My DD has very wide feet. My advice is skip anything that comes up to the calf and go for ankle boots. UNLESS there is an opening that goes all the way up the leg (and even then it might be tough).

We just went through the shoe saga last weekend. Were told by a woman who seemed knowledgeable that b/c of DD's wide feet, we'd have a hard time getting her into a taller boot. Sure enough, her prediction came true. We ended up with ankle boots.

Land's End has a really nice snowboot for toddlers. But at the store (Sears carries Lands End now) they only had medium width, not large.


----------



## Clarity (Nov 19, 2001)

Land's end and ankle boots are great suggestions. A pair of polarfleece pants paired with ankle boots are all my toddler ever needed. If you're in a big pinch...how about making polarfleece booties to go over his shoes and a little velcro to close them, or just plain plastic bags taped at the ankle with duct tape.


----------



## Jennifer Z (Sep 15, 2002)

We have done the plastic bags with duct tape. It is a bit of a trick to do though.









My mom wants me to get boots for him from her as part of her Christmas gift to him.
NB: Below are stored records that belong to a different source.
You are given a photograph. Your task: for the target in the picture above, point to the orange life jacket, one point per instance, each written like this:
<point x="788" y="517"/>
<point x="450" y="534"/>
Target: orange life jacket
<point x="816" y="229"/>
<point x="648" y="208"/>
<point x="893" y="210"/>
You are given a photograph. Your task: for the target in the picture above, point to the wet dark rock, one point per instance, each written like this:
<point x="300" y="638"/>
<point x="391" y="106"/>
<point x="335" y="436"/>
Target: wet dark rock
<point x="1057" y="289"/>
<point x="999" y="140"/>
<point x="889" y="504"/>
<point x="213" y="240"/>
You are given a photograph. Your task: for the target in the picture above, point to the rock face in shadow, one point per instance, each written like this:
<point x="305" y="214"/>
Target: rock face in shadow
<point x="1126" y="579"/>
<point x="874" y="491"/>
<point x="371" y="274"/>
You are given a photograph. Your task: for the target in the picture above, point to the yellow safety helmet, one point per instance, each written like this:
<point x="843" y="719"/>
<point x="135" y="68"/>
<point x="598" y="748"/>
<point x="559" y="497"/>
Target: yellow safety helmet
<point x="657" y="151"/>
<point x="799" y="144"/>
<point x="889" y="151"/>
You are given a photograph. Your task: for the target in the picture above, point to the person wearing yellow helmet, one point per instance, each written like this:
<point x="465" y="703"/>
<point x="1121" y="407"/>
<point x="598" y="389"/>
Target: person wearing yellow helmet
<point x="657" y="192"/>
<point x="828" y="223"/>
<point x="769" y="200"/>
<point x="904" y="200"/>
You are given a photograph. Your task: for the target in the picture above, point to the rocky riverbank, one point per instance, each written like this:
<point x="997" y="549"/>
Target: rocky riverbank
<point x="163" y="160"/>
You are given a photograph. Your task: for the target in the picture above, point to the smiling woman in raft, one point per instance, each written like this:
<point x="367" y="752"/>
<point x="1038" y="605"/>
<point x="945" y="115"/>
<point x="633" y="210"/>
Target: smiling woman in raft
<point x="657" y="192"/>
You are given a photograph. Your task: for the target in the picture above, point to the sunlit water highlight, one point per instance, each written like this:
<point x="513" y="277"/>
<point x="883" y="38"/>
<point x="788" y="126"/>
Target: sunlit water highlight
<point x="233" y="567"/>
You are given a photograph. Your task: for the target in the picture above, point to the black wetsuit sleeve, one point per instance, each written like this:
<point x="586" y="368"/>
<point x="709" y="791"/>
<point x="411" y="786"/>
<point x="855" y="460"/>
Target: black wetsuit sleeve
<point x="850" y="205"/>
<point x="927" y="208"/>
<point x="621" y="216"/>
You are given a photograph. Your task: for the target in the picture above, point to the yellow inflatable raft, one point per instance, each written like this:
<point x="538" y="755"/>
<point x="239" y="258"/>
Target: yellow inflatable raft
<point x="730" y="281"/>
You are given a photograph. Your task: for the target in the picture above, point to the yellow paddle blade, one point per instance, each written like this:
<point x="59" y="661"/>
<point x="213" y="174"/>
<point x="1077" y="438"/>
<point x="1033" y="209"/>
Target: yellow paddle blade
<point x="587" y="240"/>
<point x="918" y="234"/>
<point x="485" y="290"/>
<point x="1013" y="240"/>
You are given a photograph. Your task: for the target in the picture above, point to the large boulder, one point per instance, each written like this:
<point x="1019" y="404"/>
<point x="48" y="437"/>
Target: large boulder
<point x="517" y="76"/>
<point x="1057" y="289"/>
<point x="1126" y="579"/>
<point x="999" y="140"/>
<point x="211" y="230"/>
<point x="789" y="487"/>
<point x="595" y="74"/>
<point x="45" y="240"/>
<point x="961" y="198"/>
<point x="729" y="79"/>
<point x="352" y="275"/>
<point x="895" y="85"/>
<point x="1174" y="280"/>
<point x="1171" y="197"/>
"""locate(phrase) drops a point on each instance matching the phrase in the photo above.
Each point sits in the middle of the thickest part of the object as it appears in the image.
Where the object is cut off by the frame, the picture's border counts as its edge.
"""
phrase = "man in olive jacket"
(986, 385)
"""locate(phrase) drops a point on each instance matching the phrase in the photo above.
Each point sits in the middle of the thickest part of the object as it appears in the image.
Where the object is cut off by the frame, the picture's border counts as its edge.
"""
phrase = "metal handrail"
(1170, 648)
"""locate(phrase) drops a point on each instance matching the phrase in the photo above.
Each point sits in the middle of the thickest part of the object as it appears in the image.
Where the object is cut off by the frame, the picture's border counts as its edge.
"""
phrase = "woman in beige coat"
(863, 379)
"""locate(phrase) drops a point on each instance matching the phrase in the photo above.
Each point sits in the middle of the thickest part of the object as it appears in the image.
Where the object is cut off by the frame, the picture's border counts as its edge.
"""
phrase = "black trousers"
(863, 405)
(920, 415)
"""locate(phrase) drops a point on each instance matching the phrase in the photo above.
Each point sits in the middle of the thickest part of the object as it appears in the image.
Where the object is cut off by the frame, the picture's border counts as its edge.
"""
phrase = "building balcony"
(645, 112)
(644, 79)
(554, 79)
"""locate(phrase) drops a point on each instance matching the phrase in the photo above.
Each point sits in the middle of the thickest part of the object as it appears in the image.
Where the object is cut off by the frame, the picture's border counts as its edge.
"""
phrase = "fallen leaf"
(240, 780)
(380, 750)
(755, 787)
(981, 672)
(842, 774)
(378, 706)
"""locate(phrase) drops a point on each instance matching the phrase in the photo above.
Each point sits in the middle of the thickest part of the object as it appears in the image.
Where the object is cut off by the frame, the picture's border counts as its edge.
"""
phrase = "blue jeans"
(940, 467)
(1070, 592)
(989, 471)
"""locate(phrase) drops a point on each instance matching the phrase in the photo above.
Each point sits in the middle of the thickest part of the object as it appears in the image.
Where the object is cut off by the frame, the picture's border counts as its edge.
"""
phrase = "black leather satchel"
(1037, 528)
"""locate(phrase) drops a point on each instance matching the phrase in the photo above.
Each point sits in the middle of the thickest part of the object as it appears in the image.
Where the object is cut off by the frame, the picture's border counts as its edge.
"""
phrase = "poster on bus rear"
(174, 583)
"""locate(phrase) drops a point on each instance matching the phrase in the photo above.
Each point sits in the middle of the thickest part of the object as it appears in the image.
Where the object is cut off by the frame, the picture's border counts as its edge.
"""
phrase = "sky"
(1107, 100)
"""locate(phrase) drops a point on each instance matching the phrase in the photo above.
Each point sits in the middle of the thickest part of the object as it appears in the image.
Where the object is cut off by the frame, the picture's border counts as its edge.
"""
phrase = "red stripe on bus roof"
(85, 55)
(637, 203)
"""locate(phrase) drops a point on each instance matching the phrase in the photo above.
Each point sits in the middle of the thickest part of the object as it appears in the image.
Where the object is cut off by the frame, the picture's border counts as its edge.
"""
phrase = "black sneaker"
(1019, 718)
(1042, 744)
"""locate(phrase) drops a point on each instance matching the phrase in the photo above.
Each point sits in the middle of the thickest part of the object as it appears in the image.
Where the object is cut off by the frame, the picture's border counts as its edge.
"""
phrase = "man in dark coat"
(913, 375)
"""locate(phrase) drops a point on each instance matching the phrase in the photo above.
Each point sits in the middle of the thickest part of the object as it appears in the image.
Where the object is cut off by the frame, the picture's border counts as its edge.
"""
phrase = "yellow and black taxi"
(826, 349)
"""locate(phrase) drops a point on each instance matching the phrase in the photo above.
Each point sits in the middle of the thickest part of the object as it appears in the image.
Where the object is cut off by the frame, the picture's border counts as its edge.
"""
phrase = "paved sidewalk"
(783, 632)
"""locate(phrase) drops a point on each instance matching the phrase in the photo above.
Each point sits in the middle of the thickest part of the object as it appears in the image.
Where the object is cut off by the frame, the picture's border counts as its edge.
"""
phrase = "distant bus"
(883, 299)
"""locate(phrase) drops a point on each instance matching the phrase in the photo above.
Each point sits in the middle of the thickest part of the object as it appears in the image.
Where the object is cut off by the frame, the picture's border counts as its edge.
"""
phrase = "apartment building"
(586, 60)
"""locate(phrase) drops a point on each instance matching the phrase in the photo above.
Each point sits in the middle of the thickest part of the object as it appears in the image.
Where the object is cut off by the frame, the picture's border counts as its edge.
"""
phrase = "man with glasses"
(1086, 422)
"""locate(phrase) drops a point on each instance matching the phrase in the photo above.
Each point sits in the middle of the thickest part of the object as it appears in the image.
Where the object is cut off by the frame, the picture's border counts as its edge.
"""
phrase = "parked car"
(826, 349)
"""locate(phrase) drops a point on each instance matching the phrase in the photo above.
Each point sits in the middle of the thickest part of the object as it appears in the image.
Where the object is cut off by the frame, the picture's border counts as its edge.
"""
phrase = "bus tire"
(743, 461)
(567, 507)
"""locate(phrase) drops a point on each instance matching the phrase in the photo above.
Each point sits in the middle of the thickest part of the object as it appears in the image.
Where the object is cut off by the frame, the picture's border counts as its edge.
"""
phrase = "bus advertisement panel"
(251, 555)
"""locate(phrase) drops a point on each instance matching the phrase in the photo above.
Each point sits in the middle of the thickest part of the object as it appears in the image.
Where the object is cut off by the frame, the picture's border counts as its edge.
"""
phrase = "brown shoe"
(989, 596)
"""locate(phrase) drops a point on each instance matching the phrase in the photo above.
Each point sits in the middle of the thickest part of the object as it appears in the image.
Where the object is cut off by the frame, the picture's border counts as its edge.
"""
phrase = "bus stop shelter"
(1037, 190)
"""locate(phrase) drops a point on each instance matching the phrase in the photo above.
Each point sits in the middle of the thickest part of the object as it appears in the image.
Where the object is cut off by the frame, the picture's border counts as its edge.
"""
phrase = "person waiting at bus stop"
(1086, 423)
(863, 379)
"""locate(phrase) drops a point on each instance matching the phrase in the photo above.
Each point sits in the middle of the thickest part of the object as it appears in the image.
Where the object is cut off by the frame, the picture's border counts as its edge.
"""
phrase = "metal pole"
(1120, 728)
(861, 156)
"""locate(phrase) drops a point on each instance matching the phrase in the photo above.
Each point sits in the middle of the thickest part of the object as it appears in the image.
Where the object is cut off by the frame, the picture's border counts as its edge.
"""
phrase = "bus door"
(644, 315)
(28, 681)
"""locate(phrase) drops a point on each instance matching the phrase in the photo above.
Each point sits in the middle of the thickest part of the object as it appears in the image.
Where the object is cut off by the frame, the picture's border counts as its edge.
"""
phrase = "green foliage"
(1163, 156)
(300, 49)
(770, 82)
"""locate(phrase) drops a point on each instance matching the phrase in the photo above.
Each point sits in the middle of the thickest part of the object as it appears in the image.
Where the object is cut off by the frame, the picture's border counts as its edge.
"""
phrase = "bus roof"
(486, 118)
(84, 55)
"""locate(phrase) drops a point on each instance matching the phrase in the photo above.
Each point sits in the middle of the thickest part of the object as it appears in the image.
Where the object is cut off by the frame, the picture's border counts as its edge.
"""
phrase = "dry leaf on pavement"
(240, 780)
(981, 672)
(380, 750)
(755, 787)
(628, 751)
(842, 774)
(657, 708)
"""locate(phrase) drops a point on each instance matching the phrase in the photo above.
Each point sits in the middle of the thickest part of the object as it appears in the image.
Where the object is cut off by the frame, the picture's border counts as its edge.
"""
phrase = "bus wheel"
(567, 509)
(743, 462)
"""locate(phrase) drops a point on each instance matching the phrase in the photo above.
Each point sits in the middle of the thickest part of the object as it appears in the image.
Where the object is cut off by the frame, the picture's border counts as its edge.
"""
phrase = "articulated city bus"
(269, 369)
I think I found a pair today...some Carter's boots that look like they will work, unfortunatly Zane was DONE shopping by the time I found them, so I quickly bought them and am keeping the receipt until I can try them on him.


----------



## jazminflower (Jan 4, 2003)

i posted a similar question a while back... dd is 7xw...we ended up getting the lands end boots. they only make them in medium width, which from what i was finding was the general trend in all winter boots, regardless of who made them. anyway, we got her size 8 and put them on over a pair of heavy socks, and they seemed to fit pretty well..btw...we got her size 8 so they would last the winter...i think they may be a little big on her in the legnth. also they were only $24.
hth


----------



## sparkeze (Nov 20, 2002)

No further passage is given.